Questa poi mi fece scoppiare a ridere, forse un po' istericamente. “Ah, adesso hai bisogno di chiederlo?”
Evidentemente non aspettava altro: in un attimo la sua bocca fu sulla mia. Fu davvero rapido – forse aveva paura che io cambiassi idea all’ultimo minuto – e all’inizio si limitò a un contatto casto e tenero, più una leggera carezza di labbra che si sfioravano che un vero bacio, e che peraltro interruppe quasi subito.

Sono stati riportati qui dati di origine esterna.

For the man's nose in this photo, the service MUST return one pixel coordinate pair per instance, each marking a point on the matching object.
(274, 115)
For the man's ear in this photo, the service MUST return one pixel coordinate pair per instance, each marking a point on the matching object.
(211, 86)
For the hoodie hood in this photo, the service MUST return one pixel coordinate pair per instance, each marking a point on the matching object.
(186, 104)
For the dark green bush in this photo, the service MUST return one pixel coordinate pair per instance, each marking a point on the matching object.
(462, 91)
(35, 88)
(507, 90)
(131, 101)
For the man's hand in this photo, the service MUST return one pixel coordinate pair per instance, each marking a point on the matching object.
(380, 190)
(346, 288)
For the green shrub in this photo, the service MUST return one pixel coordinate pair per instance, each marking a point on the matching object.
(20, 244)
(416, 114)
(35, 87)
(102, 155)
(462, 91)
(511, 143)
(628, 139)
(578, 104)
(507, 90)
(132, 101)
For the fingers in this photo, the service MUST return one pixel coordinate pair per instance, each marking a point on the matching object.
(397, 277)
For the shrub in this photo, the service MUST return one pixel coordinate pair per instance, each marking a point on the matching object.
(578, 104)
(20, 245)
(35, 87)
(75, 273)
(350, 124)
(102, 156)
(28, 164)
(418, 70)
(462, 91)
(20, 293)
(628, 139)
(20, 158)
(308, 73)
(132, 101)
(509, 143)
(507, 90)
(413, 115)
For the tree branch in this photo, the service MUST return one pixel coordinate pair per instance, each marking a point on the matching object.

Si fermò per osservarmi con aria quasi sbalordita, come se in fondo si stesse ancora aspettando una qualche ribellione da parte mia o che dessi di matto come mio solito, smorzandogli l’entusiasmo e rovinando l’atmosfera con una battutina, ma con mia e sua sorpresa non feci nulla di tutto questo. Rimasi lì, vicina a lui, gli occhi socchiusi e un sorriso un po’ meno accennato.

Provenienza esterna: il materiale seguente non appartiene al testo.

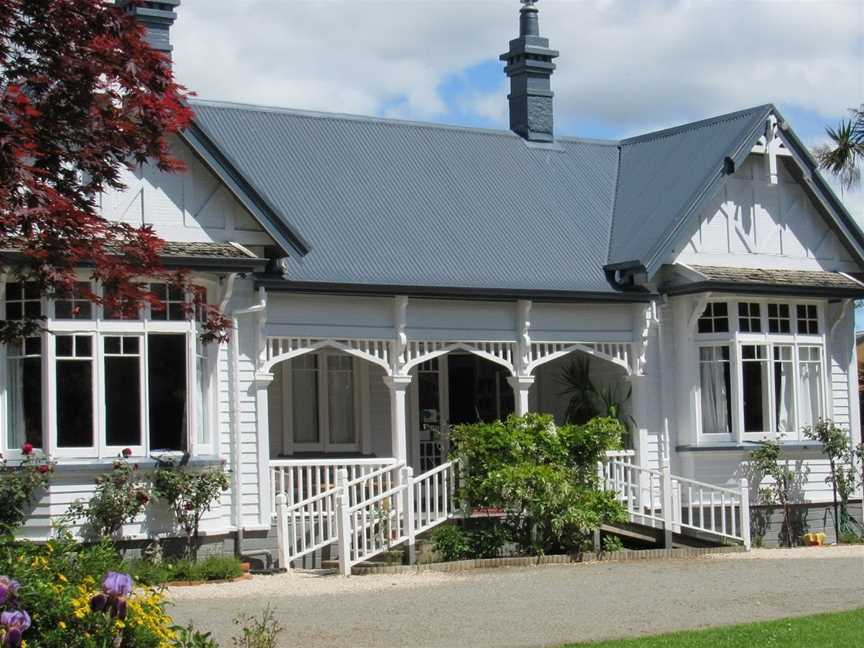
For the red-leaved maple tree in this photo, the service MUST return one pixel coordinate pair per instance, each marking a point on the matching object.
(82, 96)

All’improvviso ebbi voglia di abbracciarlo, di rifugiarmi tra le sue braccia e inspirare il suo profumo – e, sorpresa!, lo feci e basta, senza pensare a come avrebbe potuto fraintendere quel gesto o chissà cos’altro. Insomma, a quel punto c’era davvero poco da fraintendere: Enrico mi era mancato, io l’avevo ammesso sia a me stessa che a lui, dunque adesso la strada sarebbe dovuta essere tutta in discesa. Più o meno.
Fu lui dopo un po' ad allontanarmi gentilmente, ma solo per prendermi il viso tra le mani e guardare le lacrime in bilico tra le ciglia che stavo cercando disperatamente di trattenere. Era assurdo, ma sentivo il cuore battere talmente tanto forte in petto da farmi quasi male – sperai piuttosto scioccamente che lui non lo sentisse. Se erano questi i sintomi, allora mi ero cacciata davvero in un bel guaio…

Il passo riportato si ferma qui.